Meskipun banyak penelitian yang menyatakan bahwa merokok memiliki hubungan yang signifikan dengan keluhan MSDs, misalnya seperti yang dilakukan oleh Boshuizen et al (1993) yang menemukan hubungan antara kebiasaan merokok dan nyeri punggung hanya dalam pekerjaan yang membutuhkan tenaga fisik, kemudian disusul oleh (Finkelstein 1995; Owen dan Damron 1984; Frymoyer et al. 1983; Svensson dan Anderson 1983; Kelsey et al.1984) yang membuktikan bahwa kebiasaan merokok berpengaruh terhadap nyeri pinggang, linu panggul (intervertebral disc hernia). Akan tetapi ada juga beberapa penelitian yang menyatakan bahwa merokok tidak memiliki hubungan yang signifikan dengan keluhan MSDs yaitu penelitian yang dilakukan oleh Heliovaara et al. 1991; Rihimaki et al. 1989 pada kalangan pekerja konstruksi beton dan pelukis rumahan. Hal serupa juga diungkapkan pada penelitian Toomingas et al. 1991 yang juga tidak menemukan hubungan antara beberapa hasil kesehatan (termasuk

ketegangan leher, CTS atau masalah di leher dan tulang belikat atau bahu/lengan atas) dengan kebiasaan merokok pada platers, perakit dan pekerja kantoran. Wieslander et al (1989) juga menemukan bahwa merokok atau menggunakan tembakau tidak terkait dengan CTS yang merupakan salah satu jenis MSDs.

Brage et al (1996) pada penelitiannya di Norwegia menyatakan bahwa merokok memiliki hubungan signifikan dengan MSDs setelah disesuaikan dengan gender, usia, morbiditas, tekanan mental, gaya hidup dan faktor terkait pekerjaan. Berdasarkan obervasi banyak diantara pekerja yang tidak merokok ternyata mereka juga mengalami keluhan MSDs, hal ini dikarenakan pekerja yang tidak merokok banyak yang melakukan pekerjaan dengan risiko ergonomi tinggi dengan demikian kemungkinan pekerja tersebut mengalami keluhan MSDs akibat dari pekerjaan yang mereka lakukan.

Di sisi lain ada juga pekerja yang merokok bahkan telah merokok lebih dari satu tahun namun mereka tidak mengalami keluhan MSDs, hal ini dimungkinkan karena beberapa diantaranya berusia < 35 tahun sehingga efek dari rokok tersebut belum signifikan mempengaruhi fisik mereka dan ada juga diantara mereka yang tidak melakukan pekerjaan dengan risiko ergonomi tinggi sehingga mereka tidak mengalami keluhan MSDs.
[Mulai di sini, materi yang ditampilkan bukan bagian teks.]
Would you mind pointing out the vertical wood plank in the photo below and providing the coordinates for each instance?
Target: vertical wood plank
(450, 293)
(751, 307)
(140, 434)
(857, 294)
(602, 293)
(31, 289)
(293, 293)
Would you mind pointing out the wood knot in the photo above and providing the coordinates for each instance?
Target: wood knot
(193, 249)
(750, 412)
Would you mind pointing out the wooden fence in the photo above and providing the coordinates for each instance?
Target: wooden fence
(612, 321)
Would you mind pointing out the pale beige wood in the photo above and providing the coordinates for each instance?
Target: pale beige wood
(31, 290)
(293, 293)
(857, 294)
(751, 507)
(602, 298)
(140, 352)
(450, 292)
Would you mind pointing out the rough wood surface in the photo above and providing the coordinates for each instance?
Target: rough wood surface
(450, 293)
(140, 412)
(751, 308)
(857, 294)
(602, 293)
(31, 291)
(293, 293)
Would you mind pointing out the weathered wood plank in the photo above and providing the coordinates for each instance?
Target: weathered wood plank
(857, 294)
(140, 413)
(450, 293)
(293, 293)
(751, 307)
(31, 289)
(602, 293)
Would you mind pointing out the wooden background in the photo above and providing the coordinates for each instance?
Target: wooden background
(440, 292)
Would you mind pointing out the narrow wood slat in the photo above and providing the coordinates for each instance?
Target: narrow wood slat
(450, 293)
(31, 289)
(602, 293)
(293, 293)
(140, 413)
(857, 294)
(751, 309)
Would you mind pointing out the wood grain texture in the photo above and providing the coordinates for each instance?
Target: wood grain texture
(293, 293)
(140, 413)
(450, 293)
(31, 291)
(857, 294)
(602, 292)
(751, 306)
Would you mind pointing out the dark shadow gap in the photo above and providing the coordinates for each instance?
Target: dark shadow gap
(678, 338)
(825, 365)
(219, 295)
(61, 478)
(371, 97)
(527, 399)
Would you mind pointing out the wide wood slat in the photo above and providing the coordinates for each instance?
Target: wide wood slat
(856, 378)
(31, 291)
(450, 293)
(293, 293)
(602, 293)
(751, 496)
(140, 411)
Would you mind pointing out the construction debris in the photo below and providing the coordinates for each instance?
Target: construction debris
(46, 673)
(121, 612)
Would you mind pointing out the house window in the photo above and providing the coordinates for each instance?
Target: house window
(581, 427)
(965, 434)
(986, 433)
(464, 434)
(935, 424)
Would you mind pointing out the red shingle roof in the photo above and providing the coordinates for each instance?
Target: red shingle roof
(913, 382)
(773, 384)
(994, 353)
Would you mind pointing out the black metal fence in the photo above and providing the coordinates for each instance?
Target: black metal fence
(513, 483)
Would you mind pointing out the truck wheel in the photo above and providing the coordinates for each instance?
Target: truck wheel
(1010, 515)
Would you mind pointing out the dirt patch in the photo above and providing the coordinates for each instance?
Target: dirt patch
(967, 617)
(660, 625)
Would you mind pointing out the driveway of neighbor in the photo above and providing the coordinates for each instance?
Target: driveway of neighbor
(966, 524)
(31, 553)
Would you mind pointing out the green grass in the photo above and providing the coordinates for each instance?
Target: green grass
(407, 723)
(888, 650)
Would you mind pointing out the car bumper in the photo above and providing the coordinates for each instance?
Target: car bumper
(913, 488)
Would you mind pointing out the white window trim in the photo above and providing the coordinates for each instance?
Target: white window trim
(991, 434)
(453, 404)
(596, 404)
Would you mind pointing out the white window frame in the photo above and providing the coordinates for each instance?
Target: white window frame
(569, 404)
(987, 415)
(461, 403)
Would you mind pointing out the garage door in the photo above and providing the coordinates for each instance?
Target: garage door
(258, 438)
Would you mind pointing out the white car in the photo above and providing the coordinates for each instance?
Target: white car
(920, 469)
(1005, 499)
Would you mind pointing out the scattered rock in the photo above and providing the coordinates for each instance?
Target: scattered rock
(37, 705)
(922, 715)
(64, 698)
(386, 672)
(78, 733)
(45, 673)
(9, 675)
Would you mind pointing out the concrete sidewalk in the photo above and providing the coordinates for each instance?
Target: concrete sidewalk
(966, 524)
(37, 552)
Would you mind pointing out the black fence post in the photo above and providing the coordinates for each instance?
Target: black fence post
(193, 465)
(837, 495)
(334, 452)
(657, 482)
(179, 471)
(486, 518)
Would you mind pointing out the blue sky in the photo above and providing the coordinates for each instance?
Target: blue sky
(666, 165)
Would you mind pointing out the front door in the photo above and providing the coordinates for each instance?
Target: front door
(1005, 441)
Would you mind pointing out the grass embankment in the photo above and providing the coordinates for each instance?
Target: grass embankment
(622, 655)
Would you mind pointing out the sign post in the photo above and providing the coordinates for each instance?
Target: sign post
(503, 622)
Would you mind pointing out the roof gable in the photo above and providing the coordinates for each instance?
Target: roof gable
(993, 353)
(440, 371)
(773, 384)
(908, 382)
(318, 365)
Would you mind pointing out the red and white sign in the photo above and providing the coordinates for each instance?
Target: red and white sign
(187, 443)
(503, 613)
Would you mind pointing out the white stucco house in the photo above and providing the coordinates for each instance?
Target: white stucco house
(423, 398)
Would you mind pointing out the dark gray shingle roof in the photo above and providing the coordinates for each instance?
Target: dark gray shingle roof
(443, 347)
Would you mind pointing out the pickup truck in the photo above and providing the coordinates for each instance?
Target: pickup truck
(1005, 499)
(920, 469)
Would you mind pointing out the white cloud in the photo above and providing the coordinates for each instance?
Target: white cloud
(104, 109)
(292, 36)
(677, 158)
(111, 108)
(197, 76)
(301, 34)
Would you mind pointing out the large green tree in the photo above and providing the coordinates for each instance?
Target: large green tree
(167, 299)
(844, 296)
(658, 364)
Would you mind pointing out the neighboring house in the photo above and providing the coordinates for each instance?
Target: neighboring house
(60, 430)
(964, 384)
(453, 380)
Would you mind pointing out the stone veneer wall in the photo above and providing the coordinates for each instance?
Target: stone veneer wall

Oleh karena itu, meski kebiasaan merokok berperan untuk menyebabkan nyeri tulang namun pengaruh dari merokok juga didukung faktor lain seperti usia, gender, tekanan mental dan faktor pekerjaan.

Namun dalam pengambilan data pada variabel kebiasaan merokok, sering kali pekerja kesulitan untuk mengingat kapan pertama kali merokok dan berhenti merokok, berapa banyak batang rokok yang dihabiskan dalam satu hari. Untuk itu perlu diperhatikan bagi peneliti selanjutnya agar dapat meminimalisasi hal ini. Selain itu agar

dapat dibuat pengkategorian kebiasaan merokok berdasarkan frekuensi merokok dan berapa banyak batang rokok yang dihisap. Hal ini bertujuan untuk melihat hubungan merokok dengan keluhan MSDs lebih jauh lagi, sehingga dapat dilihat perbedaannya berdasarkan frekuensi merokok dan jumlah rokok yang dihisap.